Dans le Mecklembourg, qui est une région rurale et côtière du nord-est de l' Allemagne , le SPD et l' AfD sont au coude à coude. Si le parti d'extrême droite (une appellation que l'AfD conteste devant la justice allemande) se hissait à la première place dimanche, ce serait une première pour la région.
Actuellement, les sociaux-démocrates dirigent la région avec Die Linke, la gauche radicale. Une coalition qui ne devrait toutefois pas être reconduite et aucun parti ne devrait par ailleurs obtenir la majorité absolue.
Les Verts et le BSW (gauche conservatrice) pourraient être faiseurs de roi. Tandis que le score des conservateurs de la CDU devrait passer sous la barre des 10 %, voire même sous la barre des 5 % ce qui l'empêcherait d'entrer au Parlement. Ce serait aussi une première historique.
Berlin a, depuis 2023, la même coalition qu'au niveau fédéral : CDU et SPD avec un maire conservateur. Pour dimanche, les sondages prédisent la victoire d'une coalition tripartite : soit CDU, Verts et SPD, soit Die Linke, Verts et SPD.
La mairie pourrait également échapper aux conservateurs, au profit de la candidate de la gauche radicale, étoile montante de la politique locale, Elif Eralp. Par ailleurs, l'AfD devrait connaître une envolée importante la plaçant juste derrière la CDU et Die Linke.
Ces derniers jours, ce sont les prix élevés de l'essence et de l'énergie qui se sont imposés dans les débats dans le Mecklembourg. Mais aussi la popularité grandissante de l'Alternative pour l'Allemagne, parti anti-migrants et pro-russe, ou encore la politique éducative.

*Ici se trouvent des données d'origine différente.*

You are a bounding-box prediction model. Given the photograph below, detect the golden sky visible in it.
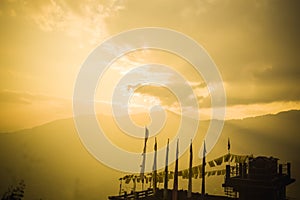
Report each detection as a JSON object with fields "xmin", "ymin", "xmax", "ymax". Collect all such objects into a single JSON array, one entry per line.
[{"xmin": 0, "ymin": 0, "xmax": 300, "ymax": 131}]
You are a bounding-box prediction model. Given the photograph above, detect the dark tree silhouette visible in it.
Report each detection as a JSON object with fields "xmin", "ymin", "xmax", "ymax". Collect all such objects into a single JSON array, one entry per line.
[{"xmin": 1, "ymin": 180, "xmax": 26, "ymax": 200}]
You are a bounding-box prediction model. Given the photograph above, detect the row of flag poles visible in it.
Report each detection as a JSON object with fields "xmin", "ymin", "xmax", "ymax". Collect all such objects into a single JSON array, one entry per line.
[
  {"xmin": 120, "ymin": 127, "xmax": 247, "ymax": 200},
  {"xmin": 139, "ymin": 127, "xmax": 206, "ymax": 200}
]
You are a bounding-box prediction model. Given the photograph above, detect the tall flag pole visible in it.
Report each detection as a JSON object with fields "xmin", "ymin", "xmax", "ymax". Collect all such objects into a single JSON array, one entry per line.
[
  {"xmin": 172, "ymin": 139, "xmax": 179, "ymax": 200},
  {"xmin": 201, "ymin": 140, "xmax": 206, "ymax": 197},
  {"xmin": 152, "ymin": 137, "xmax": 157, "ymax": 194},
  {"xmin": 227, "ymin": 138, "xmax": 230, "ymax": 165},
  {"xmin": 187, "ymin": 141, "xmax": 193, "ymax": 198},
  {"xmin": 163, "ymin": 139, "xmax": 169, "ymax": 200},
  {"xmin": 140, "ymin": 127, "xmax": 149, "ymax": 190}
]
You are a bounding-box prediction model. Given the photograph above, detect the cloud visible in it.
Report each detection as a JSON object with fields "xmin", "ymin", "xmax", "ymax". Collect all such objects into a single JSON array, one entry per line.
[
  {"xmin": 0, "ymin": 90, "xmax": 65, "ymax": 104},
  {"xmin": 3, "ymin": 0, "xmax": 124, "ymax": 45}
]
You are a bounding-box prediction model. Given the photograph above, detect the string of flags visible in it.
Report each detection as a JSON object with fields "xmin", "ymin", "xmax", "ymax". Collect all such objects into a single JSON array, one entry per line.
[{"xmin": 119, "ymin": 154, "xmax": 250, "ymax": 184}]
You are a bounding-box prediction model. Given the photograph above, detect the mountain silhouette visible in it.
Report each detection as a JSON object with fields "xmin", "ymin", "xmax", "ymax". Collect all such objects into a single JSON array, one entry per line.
[{"xmin": 0, "ymin": 111, "xmax": 300, "ymax": 200}]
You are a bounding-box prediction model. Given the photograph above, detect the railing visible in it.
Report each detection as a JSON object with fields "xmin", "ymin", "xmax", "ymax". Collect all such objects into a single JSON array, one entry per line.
[{"xmin": 108, "ymin": 189, "xmax": 153, "ymax": 200}]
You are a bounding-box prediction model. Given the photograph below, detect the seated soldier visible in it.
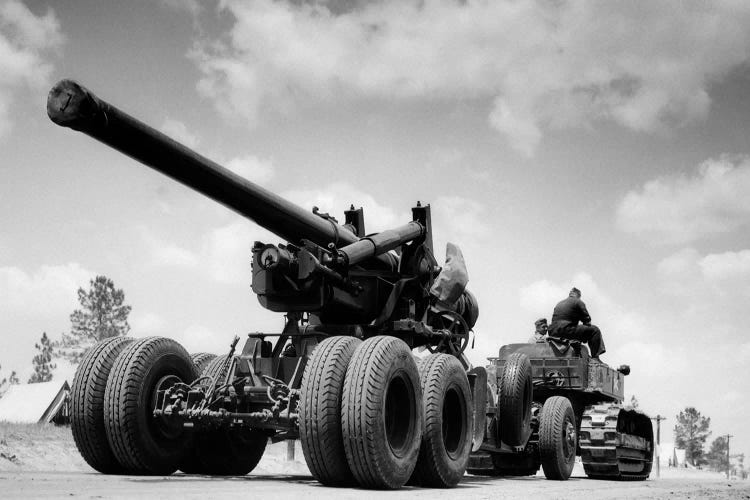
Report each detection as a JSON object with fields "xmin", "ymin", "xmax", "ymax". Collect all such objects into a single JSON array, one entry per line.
[
  {"xmin": 529, "ymin": 318, "xmax": 547, "ymax": 344},
  {"xmin": 548, "ymin": 288, "xmax": 606, "ymax": 361}
]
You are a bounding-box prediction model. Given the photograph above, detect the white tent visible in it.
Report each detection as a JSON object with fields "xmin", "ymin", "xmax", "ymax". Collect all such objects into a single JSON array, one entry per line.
[{"xmin": 0, "ymin": 380, "xmax": 70, "ymax": 423}]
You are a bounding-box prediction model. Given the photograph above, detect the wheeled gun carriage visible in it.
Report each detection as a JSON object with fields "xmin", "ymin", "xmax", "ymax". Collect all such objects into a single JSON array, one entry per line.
[{"xmin": 47, "ymin": 80, "xmax": 486, "ymax": 488}]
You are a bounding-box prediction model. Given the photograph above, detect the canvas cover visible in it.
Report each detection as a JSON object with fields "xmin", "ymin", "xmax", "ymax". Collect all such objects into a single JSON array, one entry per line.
[{"xmin": 0, "ymin": 380, "xmax": 70, "ymax": 424}]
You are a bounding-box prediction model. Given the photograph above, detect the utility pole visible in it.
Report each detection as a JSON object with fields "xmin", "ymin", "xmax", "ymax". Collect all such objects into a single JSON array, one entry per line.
[
  {"xmin": 651, "ymin": 415, "xmax": 667, "ymax": 478},
  {"xmin": 726, "ymin": 434, "xmax": 734, "ymax": 479}
]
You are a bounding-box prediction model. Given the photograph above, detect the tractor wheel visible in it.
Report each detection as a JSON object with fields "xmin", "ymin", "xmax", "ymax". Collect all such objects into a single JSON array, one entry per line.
[
  {"xmin": 539, "ymin": 396, "xmax": 577, "ymax": 481},
  {"xmin": 190, "ymin": 352, "xmax": 216, "ymax": 376},
  {"xmin": 104, "ymin": 337, "xmax": 198, "ymax": 475},
  {"xmin": 410, "ymin": 354, "xmax": 473, "ymax": 488},
  {"xmin": 341, "ymin": 336, "xmax": 422, "ymax": 489},
  {"xmin": 497, "ymin": 352, "xmax": 532, "ymax": 446},
  {"xmin": 299, "ymin": 337, "xmax": 362, "ymax": 486},
  {"xmin": 70, "ymin": 337, "xmax": 133, "ymax": 474}
]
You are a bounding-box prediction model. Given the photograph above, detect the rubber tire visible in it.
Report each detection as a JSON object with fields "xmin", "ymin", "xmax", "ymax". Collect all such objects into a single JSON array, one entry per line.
[
  {"xmin": 299, "ymin": 337, "xmax": 362, "ymax": 486},
  {"xmin": 498, "ymin": 352, "xmax": 533, "ymax": 446},
  {"xmin": 190, "ymin": 352, "xmax": 216, "ymax": 376},
  {"xmin": 539, "ymin": 396, "xmax": 578, "ymax": 481},
  {"xmin": 341, "ymin": 336, "xmax": 423, "ymax": 489},
  {"xmin": 104, "ymin": 337, "xmax": 198, "ymax": 475},
  {"xmin": 70, "ymin": 337, "xmax": 133, "ymax": 474},
  {"xmin": 409, "ymin": 354, "xmax": 473, "ymax": 488}
]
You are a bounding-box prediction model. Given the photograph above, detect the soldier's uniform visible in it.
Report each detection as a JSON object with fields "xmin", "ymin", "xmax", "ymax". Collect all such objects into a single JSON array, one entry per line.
[{"xmin": 549, "ymin": 288, "xmax": 607, "ymax": 358}]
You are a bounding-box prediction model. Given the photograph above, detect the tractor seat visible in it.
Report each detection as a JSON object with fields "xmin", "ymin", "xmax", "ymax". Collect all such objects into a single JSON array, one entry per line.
[{"xmin": 547, "ymin": 335, "xmax": 589, "ymax": 358}]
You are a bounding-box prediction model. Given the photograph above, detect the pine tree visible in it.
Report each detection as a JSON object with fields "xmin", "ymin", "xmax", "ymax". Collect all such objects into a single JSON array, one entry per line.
[
  {"xmin": 706, "ymin": 436, "xmax": 729, "ymax": 472},
  {"xmin": 0, "ymin": 366, "xmax": 19, "ymax": 396},
  {"xmin": 29, "ymin": 332, "xmax": 56, "ymax": 384},
  {"xmin": 674, "ymin": 407, "xmax": 711, "ymax": 465},
  {"xmin": 56, "ymin": 276, "xmax": 131, "ymax": 365}
]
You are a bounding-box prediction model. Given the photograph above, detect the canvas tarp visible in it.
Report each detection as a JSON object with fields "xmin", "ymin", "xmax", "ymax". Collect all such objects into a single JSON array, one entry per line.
[{"xmin": 0, "ymin": 380, "xmax": 70, "ymax": 423}]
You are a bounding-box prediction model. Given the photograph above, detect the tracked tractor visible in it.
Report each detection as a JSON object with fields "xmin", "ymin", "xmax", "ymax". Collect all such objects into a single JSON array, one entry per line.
[{"xmin": 468, "ymin": 337, "xmax": 654, "ymax": 480}]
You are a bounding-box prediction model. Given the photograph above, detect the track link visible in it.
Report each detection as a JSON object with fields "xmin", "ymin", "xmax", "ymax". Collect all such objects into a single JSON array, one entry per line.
[{"xmin": 579, "ymin": 404, "xmax": 654, "ymax": 481}]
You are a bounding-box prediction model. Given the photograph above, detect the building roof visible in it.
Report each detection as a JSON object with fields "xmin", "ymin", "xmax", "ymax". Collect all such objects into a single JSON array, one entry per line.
[{"xmin": 0, "ymin": 380, "xmax": 70, "ymax": 423}]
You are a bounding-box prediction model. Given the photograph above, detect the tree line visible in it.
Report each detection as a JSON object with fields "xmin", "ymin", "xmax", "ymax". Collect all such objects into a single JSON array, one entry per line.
[
  {"xmin": 674, "ymin": 406, "xmax": 747, "ymax": 477},
  {"xmin": 0, "ymin": 276, "xmax": 132, "ymax": 395}
]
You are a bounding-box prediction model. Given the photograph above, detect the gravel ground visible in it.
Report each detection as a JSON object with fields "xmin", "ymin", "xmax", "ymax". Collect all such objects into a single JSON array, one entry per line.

Dans la capitale allemande, il a été surtout question de la crise du logement, de la gestion des déchets et de la sécurité.
Si les deux élections régionales sont bien sûr importantes en soi, les résultats annoncés dimanche soir seront particulièrement scrutés, y compris à l'étranger, car ils seront décisifs pour l'avenir du chancelier Friedrich Merz et de sa grande coalition.
Si les conservateurs devaient de nouveau sortir affaiblis voire K.O. dans le Mecklenburg et/ou à Berlin, la pression augmenterait encore un peu plus sur celui dont la popularité est déjà au plus bas.
Depuis des semaines, Friedrich Merz fait l'objet de critiques, y compris dans ses propres rangs. Et signe que l'heure est grave : le chancelier a convoqué une réunion des ténors de son parti pour dimanche soir. Et il a annulé son voyage à New York prévu la semaine prochaine, à l'occasion de l'Assemblée générale des Nations unies.